I was almost to the main floor when I heard something.
A moaning sound?
Relief washed over me when I realized it was accompanied by the crackle of a baby monitor. Katenka was in the dining room, the receiver clipped on to her belt. The “moaning” I thought I had heard was simply Quinn, lulling himself to sleep with a cooing sound. My imagination was running rampant.
Katenka stood next to the horsehair settee, looking down at it.
“Katenka?”
As I approached her, she spoke without looking up. “Emile was going to reupholster this. Who will do it now?”
“I’m sure we can find another upholsterer,” I said, wondering why she was focusing on this, of all things. “This place won’t be ready for nice furniture for a while yet.”
She seemed to shake it off. “You are right.”
“Hey, look what we just found up in the attic.” I held up the old key ring.

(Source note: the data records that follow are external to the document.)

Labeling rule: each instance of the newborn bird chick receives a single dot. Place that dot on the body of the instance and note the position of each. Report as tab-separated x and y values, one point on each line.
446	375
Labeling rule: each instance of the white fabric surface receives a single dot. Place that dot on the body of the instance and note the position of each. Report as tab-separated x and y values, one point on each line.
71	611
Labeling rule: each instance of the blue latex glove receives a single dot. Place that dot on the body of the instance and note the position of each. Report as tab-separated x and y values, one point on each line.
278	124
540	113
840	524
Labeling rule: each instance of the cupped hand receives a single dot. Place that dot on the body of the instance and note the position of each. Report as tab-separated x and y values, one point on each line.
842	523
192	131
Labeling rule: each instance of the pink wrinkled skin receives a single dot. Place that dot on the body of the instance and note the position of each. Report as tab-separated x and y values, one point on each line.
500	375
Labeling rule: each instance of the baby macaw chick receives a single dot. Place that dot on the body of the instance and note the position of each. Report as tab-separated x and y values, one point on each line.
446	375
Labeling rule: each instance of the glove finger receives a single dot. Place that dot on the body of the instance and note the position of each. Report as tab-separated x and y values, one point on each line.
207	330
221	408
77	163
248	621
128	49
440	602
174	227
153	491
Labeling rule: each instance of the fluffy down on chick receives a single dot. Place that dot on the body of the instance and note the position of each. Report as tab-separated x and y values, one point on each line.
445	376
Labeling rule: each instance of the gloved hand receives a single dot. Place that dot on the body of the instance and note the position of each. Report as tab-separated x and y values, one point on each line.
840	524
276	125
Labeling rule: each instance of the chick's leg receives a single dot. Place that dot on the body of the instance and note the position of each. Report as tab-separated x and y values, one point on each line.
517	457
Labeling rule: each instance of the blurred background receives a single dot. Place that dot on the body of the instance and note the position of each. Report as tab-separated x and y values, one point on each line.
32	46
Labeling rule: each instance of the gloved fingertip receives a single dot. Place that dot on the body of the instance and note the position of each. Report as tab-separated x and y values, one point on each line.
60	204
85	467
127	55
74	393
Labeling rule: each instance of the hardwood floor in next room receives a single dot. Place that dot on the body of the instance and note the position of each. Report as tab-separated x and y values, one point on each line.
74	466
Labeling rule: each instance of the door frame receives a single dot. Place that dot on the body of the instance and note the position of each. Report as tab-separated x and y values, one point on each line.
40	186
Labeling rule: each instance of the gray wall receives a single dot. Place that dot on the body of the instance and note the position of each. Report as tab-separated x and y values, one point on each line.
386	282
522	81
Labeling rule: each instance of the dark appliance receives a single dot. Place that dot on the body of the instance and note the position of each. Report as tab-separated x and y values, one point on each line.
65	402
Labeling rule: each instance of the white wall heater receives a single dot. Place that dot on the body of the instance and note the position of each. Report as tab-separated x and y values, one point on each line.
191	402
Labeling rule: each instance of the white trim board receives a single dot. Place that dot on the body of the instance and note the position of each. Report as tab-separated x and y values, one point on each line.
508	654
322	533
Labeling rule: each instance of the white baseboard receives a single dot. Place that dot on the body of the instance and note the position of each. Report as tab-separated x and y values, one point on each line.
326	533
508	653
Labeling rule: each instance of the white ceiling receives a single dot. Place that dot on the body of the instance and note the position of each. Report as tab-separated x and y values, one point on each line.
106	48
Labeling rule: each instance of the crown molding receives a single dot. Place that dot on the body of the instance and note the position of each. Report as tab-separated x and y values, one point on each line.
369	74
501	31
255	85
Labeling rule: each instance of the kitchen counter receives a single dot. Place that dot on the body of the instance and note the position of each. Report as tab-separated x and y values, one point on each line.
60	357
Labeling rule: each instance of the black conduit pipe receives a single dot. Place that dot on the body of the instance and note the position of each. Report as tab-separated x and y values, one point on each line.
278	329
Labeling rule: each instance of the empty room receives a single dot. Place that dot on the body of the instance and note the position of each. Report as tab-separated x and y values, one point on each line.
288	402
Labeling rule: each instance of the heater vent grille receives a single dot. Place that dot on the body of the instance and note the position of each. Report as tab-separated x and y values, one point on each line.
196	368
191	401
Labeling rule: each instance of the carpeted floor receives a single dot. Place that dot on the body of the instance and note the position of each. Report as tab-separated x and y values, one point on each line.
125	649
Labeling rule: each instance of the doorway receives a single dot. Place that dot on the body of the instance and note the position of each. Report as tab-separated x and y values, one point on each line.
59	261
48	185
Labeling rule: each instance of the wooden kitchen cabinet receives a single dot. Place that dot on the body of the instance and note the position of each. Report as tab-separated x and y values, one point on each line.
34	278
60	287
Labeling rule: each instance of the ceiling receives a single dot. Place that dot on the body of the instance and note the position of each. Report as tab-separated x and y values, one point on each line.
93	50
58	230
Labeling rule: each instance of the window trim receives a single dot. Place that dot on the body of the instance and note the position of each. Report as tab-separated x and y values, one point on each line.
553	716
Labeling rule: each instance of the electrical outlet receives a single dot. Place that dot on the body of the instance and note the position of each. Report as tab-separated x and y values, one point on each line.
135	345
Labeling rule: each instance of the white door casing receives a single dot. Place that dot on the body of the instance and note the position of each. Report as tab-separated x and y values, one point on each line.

She wrinkled her nose. “Is rusty.”
“True.” It always amazed me when people didn’t get excited around such discoveries. This was the fun of old houses, the traces people left behind. In my time I’ve found everything from perfume bottles to personal papers to old celluloid collars. The homeowners rarely wanted to keep them, which was one reason my bedroom was beginning to look like a museum. Most of us in the historical renovation biz become rabid amateur historians . . . sometimes exhibiting a little hoarder mentality when it comes to old stuff.
“We were going to try the keys in some of the old locks, see if they work,” I said. “Or, if you’d rather, we could just change out all the old locks for new, as we’d originally decided to do.”
“New is better, I think.”
“So you don’t want the keys?”
“Why would I?”
“As a memento?”
She just stared at me. I was going to take that as a no. On to the next order of business.